Six N.J. Green Schools Granted More Than $15,000

CHERRY HILL, N.J. — A number of schools across the nation, including six in Cherry Hill, N.J., have received sustainability grant funding through the 2015 Recyclebank Green Schools Program, helping make their innovative eco projects a reality. The program, which encourages and rewards everyday steps toward sustainability, is supported by a partnership with sustainable paper company Domtar.

Each year, the Recyclebank Green Schools Program awards grants of up to $2,500 per school to support unique environmental projects. The six Cherry Hill schools were selected after completing several interactive features on the Recyclebank website. These six schools include Henry C. Beck Middle School, Clara Barton Elementary School, Bret Harte Elementary School, Cherry Hill High School East, J. F. Cooper Elementary School and Joyce Kilmer Elementary School.

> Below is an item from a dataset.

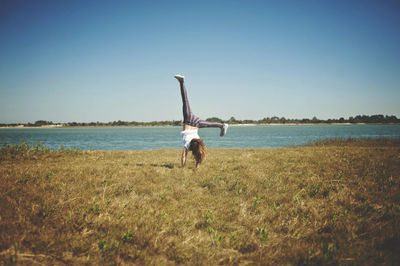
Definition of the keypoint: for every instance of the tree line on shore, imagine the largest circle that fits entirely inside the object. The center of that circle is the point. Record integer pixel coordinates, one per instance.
(365, 119)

Recyclebank, a company who has encouraged environmental sustainability since 2007, rewards users for taking everyday green actions with discounts and deals from local and national businesses. Local residents can convert their Recyclebank Rewards points into dollars to support both the project and school of their choice. This year 38 schools participated in the program, amassing 17,258 points.

The resulting grants totaled $15,162.06 after Domtar provided an additional match grant of $500 per school, according to Through Domtar’s collaboration with the initiative, this year the Green Schools Program added four new prizing sub-categories: Garden and Water, Recycling and Waste Reduction, Art and Sculpture, and Sustainable and Creative Paper Usage.

Domtar presented Cherry Hill’s Henry C. Beck Middle School with 40 cartons of Sustainable EarthChoice Paper for winning the top prize in the Art and Sculpture Category. In addition, Imagine Hill Avenue Environmental School of Toledo, Ohio was awarded the grand prize for the Most Innovative Project. Other winners include John Story Jenks Academy for the Arts and Sciences in Philadelphia (Garden and Water), North Allegheny School District in Pittsburgh (Recycling and Waste Reduction), and W.A. Meacham Middle School in Fort Worth, Texas (Sustainable and Creative Paper Usage).

In response to the grants, all winning schools have established innovative projects plans for the near future. For example, Cherry Hill East plans to use its funds to continue reduction of single-use disposable plastics. The school currently uses a water filtration system, which keeps track of how many plastics water bottles the school avoids sending to landfill. The Recyclebank Green Schools Program grant also will assist in maintaining this filtration system and in educating the school and community about the importance of using reusable containers, according to Cherry Hill Superintendent, Maureen Reusche, Ed. D.